Cette mobilisation intervenait dans un contexte marqué par les attaques du gouvernement contre le 1er mai, seul jour férié obligatoirement chômé et payé. En cherchant à multiplier les dérogations, l’exécutif tente de banaliser cette journée historique du mouvement ouvrier. Après une première tentative visant jusqu’à 1,4 million de salarié·es, de nouvelles mesures pourraient encore concerner plus de 200 000 travailleurs et travailleuses.

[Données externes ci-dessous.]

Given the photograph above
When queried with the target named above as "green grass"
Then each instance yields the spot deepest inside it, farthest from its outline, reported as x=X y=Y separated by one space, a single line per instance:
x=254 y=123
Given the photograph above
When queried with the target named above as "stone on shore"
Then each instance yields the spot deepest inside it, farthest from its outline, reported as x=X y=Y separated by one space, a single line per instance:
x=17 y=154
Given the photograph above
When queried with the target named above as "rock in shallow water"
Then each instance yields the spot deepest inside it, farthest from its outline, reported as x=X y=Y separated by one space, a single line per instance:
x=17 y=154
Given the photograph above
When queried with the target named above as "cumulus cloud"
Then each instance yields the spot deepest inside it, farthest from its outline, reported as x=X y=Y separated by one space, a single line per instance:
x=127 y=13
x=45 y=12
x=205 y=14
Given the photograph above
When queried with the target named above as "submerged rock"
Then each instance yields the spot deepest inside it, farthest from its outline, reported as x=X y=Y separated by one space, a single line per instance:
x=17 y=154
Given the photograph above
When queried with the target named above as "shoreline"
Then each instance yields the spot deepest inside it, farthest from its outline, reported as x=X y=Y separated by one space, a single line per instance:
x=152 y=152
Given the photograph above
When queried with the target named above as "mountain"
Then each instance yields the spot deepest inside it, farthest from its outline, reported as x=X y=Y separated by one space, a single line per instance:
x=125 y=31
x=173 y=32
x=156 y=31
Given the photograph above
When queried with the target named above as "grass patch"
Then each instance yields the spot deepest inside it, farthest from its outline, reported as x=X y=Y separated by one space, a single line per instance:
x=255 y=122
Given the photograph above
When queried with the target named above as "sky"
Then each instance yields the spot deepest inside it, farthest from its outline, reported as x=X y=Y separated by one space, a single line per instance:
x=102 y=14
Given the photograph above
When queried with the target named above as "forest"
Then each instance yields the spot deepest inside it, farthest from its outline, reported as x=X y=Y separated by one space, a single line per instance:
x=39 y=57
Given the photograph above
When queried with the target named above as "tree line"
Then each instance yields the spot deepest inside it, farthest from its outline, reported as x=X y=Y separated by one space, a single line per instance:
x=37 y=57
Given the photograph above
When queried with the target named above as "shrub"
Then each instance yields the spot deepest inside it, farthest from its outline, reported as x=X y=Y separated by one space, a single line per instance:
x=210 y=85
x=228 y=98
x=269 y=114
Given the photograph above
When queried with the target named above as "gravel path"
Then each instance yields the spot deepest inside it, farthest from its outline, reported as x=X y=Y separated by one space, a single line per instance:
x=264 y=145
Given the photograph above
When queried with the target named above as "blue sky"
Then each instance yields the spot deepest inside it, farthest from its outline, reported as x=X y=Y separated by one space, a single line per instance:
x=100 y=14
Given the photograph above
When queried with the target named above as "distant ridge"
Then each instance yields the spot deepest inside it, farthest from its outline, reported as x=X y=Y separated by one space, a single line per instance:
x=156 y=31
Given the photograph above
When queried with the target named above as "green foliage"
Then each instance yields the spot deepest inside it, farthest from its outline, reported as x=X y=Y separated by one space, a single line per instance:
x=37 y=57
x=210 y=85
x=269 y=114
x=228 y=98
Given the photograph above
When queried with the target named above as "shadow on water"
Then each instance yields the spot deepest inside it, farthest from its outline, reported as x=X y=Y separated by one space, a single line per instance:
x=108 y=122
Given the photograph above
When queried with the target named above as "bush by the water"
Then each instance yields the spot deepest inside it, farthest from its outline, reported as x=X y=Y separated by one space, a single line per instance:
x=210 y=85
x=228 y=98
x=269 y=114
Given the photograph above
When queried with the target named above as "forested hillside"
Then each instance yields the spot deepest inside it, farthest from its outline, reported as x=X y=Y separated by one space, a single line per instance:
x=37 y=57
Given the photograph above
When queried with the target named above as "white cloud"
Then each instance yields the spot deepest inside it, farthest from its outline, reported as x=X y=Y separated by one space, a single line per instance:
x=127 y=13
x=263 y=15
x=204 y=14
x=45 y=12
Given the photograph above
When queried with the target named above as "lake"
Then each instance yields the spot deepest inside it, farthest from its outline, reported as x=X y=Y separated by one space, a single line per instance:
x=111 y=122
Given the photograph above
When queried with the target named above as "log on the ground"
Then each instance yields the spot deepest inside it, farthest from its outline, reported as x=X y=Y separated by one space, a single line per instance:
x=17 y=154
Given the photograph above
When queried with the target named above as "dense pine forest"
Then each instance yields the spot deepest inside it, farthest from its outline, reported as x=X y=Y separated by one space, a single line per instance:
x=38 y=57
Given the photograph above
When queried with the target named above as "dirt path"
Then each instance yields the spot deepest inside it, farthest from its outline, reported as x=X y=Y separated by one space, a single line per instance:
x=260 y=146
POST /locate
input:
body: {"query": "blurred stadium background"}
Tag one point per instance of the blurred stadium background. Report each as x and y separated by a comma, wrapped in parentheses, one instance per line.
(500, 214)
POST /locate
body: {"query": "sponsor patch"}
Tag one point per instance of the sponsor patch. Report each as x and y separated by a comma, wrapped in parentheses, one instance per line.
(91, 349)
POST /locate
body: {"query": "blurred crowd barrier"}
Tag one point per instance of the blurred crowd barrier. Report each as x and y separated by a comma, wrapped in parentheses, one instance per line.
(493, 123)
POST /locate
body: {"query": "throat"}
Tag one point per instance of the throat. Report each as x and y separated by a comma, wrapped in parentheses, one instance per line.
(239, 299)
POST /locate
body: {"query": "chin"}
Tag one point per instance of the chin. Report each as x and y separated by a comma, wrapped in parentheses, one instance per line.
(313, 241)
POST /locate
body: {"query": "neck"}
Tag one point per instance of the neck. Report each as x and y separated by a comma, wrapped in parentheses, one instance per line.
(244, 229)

Pour la CGT, les arguments avancés autour du « volontariat » ou du « paiement double » ne résistent pas à la réalité du monde du travail. Le véritable enjeu n’est pas de travailler davantage le 1er mai, mais de permettre à chacune et chacun de vivre dignement de son travail, alors que les prix continuent d’augmenter et que les salaires stagnent.

La mobilisation a également permis d’obtenir un premier recul du gouvernement. Saisi en urgence par la CGT Paris et la FNAF-CGT, le Conseil d’État a conduit l’exécutif à retirer ses annonces les plus contestées. Il a rappelé que le 1er mai demeure un jour férié et chômé, et que l’inspection du travail doit veiller au respect de cette règle.

Au-delà de la défense de ce droit, les manifestations ont porté les revendications du monde du travail : l’augmentation des salaires, le renforcement des services publics, l’égalité entre les femmes et les hommes, mais aussi la paix et la solidarité entre les peuples. Une nouvelle démonstration que le 1er Mai reste, aujourd’hui comme hier, une journée de lutte, de solidarité et de conquêtes sociales.